Sunday, March 15, 2020

It's Getting Weird Out There

It's been an intense week, huh?

I mean, honestly, that's really saying something considering the past few years, but shit has really ramped up since, say March 11, which was FOUR DAYS AGO. I mean, when your mindless iPhone game starts giving public health advice, things are getting weird.

Screenshot from my Candy Crush game telling me to wash my hands and stay safe.
Et tu, Candy Crush?
I've gotten emails from every store or service I've ever purchased anything from—or thought about purchasing anything from—letting me know how they're handling the Coronavirus. I mean, I just got one from the Ironman people today telling me about how they are handling my event and, trust me, I don't have any Ironman events.

It's pretty hardcore how fast things went from "we're kind of watching the situation" to "CANCEL EVERYTHING."

Last Saturday, at our weekly trip to the grocery store, Alex did some eye rolling at me suggesting we purchase some extra supplies. Cut to Thursday afternoon when he calls me from work to suggest I go to the store immediately to purchase stuff.

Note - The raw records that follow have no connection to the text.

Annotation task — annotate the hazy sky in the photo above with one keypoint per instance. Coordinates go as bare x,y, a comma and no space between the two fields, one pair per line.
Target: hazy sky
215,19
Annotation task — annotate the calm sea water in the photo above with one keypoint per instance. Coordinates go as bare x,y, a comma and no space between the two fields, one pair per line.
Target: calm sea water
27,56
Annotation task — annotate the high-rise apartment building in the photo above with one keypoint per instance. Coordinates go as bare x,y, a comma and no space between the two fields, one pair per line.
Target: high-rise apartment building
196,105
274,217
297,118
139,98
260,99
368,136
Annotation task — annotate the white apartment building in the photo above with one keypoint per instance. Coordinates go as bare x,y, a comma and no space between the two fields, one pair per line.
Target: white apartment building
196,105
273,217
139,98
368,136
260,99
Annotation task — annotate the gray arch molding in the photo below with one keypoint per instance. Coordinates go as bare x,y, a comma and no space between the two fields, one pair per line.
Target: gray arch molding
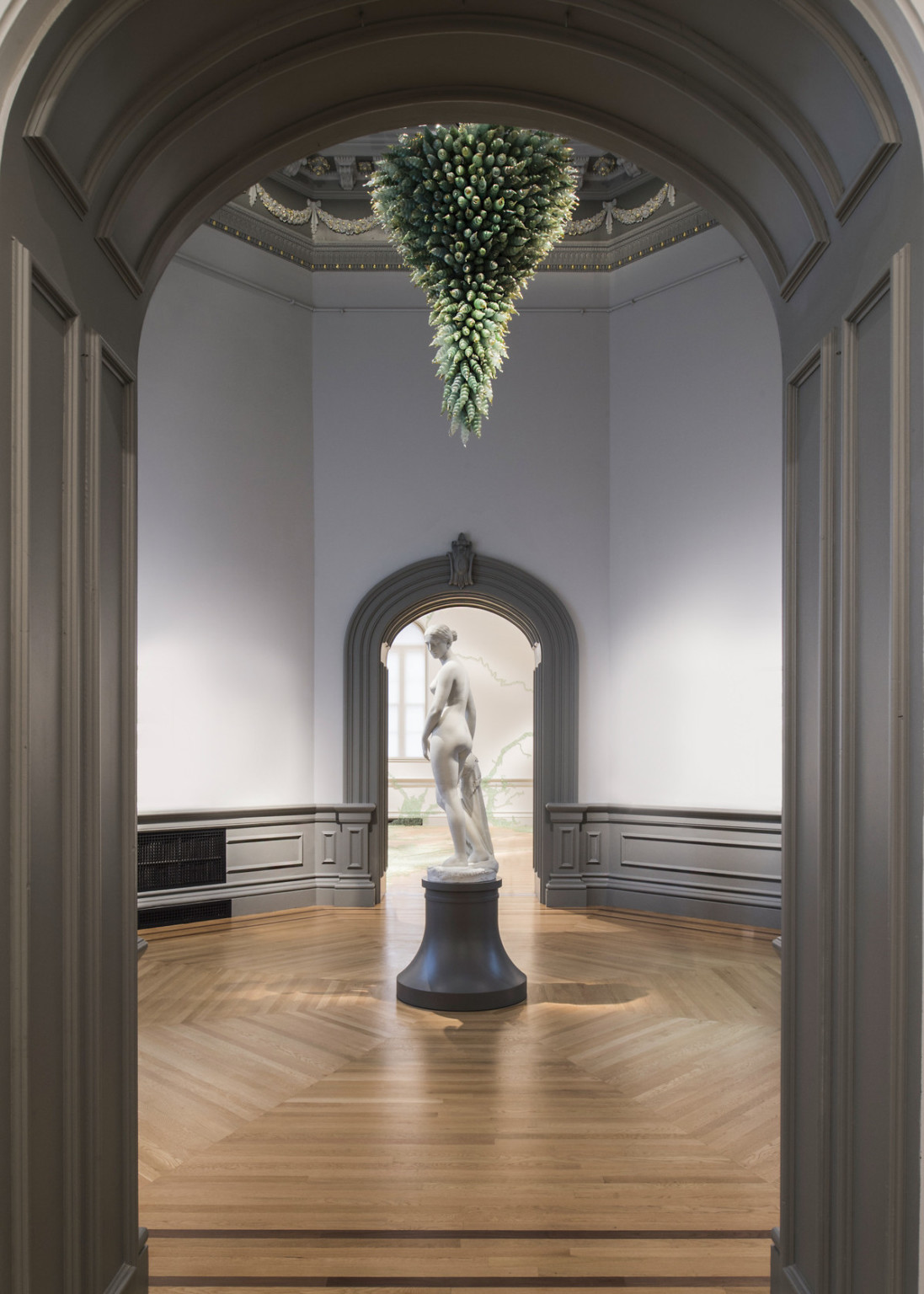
509,591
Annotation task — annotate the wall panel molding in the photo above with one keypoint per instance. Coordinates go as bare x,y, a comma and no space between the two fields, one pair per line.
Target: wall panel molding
287,857
720,864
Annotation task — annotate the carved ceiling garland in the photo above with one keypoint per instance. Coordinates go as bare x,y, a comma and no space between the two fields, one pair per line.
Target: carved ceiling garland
473,209
313,214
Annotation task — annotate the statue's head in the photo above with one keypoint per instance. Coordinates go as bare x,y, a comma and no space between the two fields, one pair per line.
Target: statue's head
441,637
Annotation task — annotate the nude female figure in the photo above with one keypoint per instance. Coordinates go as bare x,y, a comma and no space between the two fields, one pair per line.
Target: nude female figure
448,734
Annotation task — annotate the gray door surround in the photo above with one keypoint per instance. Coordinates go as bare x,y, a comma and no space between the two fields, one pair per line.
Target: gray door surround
509,591
103,176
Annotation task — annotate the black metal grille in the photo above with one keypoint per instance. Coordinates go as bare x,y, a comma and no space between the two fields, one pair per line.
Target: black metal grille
176,859
184,912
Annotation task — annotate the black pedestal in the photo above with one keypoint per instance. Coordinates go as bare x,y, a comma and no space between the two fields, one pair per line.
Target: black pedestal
461,963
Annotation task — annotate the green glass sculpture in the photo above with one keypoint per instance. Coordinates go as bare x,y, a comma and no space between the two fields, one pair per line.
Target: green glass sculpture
474,209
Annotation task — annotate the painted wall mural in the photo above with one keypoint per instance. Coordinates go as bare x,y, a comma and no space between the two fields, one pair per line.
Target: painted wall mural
499,661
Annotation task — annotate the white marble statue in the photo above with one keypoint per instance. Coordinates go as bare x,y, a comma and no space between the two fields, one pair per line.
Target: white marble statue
448,733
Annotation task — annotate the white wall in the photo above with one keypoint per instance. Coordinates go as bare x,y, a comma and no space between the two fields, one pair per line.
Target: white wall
632,461
224,548
697,543
393,487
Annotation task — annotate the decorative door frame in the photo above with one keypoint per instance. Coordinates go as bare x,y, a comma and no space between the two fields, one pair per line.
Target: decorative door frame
496,586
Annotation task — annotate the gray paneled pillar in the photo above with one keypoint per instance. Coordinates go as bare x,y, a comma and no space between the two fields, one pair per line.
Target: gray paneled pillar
72,703
852,816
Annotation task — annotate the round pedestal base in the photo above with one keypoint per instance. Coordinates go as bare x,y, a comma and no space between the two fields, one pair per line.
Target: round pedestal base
461,963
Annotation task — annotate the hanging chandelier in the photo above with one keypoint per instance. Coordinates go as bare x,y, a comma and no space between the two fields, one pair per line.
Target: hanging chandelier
474,209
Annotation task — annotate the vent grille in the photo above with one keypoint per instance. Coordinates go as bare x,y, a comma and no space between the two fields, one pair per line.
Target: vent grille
176,859
184,912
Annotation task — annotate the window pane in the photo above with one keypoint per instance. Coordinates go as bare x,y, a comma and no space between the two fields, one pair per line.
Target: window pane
412,634
414,682
413,728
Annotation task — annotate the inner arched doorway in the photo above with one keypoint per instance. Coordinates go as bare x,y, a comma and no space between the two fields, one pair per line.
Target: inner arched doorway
123,127
509,591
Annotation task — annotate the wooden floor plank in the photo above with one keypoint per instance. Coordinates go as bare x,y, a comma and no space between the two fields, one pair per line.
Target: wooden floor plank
286,1093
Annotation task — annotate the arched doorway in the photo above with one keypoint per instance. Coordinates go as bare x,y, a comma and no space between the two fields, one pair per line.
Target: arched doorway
123,127
509,591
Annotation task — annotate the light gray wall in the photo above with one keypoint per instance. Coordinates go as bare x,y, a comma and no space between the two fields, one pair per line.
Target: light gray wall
632,461
695,533
226,546
393,487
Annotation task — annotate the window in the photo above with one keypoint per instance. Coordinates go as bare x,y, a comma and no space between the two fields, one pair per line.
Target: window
407,692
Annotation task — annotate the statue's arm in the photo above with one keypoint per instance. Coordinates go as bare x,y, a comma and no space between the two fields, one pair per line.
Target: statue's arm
435,712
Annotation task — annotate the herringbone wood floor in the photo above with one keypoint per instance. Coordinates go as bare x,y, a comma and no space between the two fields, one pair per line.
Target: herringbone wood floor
302,1130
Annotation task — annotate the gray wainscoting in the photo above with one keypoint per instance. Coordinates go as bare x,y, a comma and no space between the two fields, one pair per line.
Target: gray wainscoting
686,862
279,858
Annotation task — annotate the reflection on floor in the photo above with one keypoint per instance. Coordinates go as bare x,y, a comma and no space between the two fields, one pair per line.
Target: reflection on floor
302,1130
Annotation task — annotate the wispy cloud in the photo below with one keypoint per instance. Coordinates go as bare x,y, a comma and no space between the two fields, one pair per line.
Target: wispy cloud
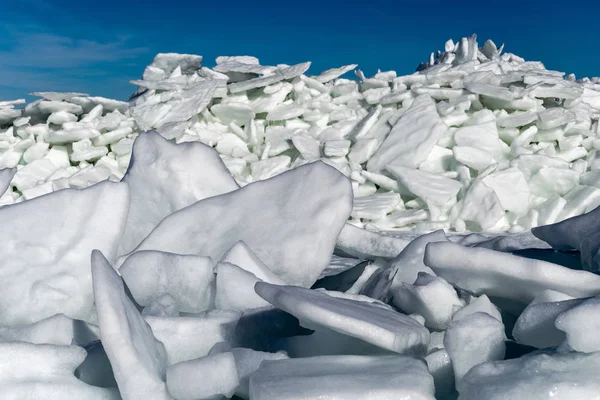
35,47
35,57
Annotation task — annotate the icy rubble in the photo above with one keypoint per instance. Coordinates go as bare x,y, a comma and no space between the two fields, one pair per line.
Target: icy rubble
472,130
211,303
252,265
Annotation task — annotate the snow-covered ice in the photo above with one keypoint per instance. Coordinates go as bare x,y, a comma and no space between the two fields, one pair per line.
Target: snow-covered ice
267,233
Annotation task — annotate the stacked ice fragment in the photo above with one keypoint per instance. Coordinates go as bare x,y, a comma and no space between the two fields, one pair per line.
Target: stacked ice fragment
235,254
176,283
476,140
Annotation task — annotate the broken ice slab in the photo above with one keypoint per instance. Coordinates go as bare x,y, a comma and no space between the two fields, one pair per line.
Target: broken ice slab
203,378
375,206
372,323
235,288
536,324
497,274
44,371
57,329
472,340
412,137
343,378
189,63
164,177
429,296
286,73
187,278
126,337
537,376
580,324
428,186
287,244
75,223
6,175
189,337
369,245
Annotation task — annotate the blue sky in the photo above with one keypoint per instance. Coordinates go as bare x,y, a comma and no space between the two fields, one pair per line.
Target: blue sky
97,47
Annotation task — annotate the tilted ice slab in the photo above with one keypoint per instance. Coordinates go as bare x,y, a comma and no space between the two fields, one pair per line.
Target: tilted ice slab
45,245
484,271
372,323
412,138
203,378
581,232
534,377
472,340
290,221
6,176
242,256
536,324
57,329
580,325
188,279
369,245
138,360
193,336
343,378
44,371
235,288
164,177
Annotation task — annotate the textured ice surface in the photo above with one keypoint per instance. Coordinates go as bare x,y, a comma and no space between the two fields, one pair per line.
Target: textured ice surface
190,337
370,245
344,378
380,326
580,232
164,177
429,296
235,288
580,324
44,371
45,247
475,140
138,360
472,340
411,138
203,378
186,278
296,243
242,256
6,175
536,325
542,376
483,271
57,330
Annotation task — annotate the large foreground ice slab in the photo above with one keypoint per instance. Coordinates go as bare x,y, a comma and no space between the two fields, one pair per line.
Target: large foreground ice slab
571,376
493,273
45,245
412,138
343,378
290,221
188,279
29,371
138,360
165,177
372,323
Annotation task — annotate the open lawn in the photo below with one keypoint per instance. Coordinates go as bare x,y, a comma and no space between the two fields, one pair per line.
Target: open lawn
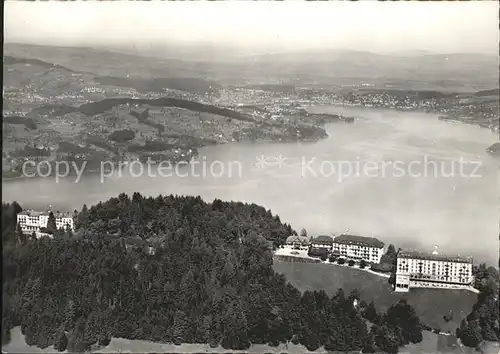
430,304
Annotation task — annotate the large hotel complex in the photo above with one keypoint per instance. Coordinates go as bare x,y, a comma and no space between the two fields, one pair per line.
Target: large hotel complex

I have just one question for you: How do you panic shop for an emergency situation when you aren't really a cook in even the best circumstances? I got eggs because Alex specifically asked for those. Then I threw a bunch of stuff in the cart on top of them. I haven't been able to bring myself to double check to make sure they survived. Rice, pasta, and tuna seemed like good options, but I don't know who exactly is going to eat the tuna. I also bought cupcakes because it can't be all bleach and toilet paper.

[Here is an article on stocking up. I'm sure there are a million more online.]

I was smart that evening though when I was buying takeout pizza for my kids because I had an evening appointment—I bought TWO pizzas. I feel like hoarding takeout is different than hoarding hand sanitizer. I mean, if I'd really been thinking, I would have gone around to Five Guys and the Peruvian chicken place to buy ahead as well because, let's face it, social distancing isn't going to make me any more excited to cook than I am now.

I am definitely in the Cut Off All Contact Immediately camp. I mean, I saw Contagion. I know how it goes. But, seriously, don't watch that movie unless you want to freak the fuck out. What you should do instead is read some articles about "flattening the curve," and do your part to help.

[Here are a couple articles on why staying home and not having contact with other people any more than necessary is a good idea: Social Distancing: This is Not a Snow Day and Cancel Everything.]

As of today, we're not going to restaurants, not having people over, not going to people's houses, and not going to public places unless absolutely necessary.

It's super hard to not feel like you're overreacting, especially when your kid is all, "but I saw him yesterday so if he has it, I have it," and still say no, but I figure two weeks alone with my family won't kill us (although we may have to disband and start anew with different families after we're allowed out again). Hopefully social distancing will work and then we can all feel like we made a big deal out of nothing and feel silly about it but most of us will still be alive.

[What happens when hospitals are overwhelmed. You should read this.]

All this is pretty grim and scary, I know. But we aren't without silver linings. You know how the greatest thing in the world is when you have something on the calendar and it gets cancelled? We are living the goddamn dream, people. And frankly, I'm surprised that there aren't photos of empty racks of what used to hold sweatpants, because that is all I am putting on my body for at least the next two weeks.

Frankly, I've been training for this my whole life.

I am also aware that we are pretty much on Day Two of isolation and the two weeks that everyone has cancelled things could well extend longer. I am also aware that I am so fucking privileged that I can do this so easily. I know that shit might get pretty bad for me and extremely bad for the more vulnerable. I know that I carelessly wrote, "most of us will still be alive," a couple of paragraphs ago and if that didn't upset you, it probably should, because "most" doesn't mean "all."

I know that my sister and her wife are both doctors and they don't get to telework for the next two weeks like I do. I always say that they are heroes and they shrug it off because I think maybe they think I'm joking, but I'm not and I really want to say it again: My sister, her wife, and all the health care workers out there are heroes. (As are grocery store clerks and gas station attendants and subway drivers and I could go on and on.)

Stay safe. Wash your hands. Love your family. Love strangers. Let's take care of each other.

Now, because I am a glutton for punishment, I am going to go reread "Station Eleven" to hone my apocalypse skills.


  1. Preach it! For those of us who can, stock up and STAY HOME.

  2. You've made me laugh -over the top of my anxiety- about this whole mess. Y'all stay safe up there.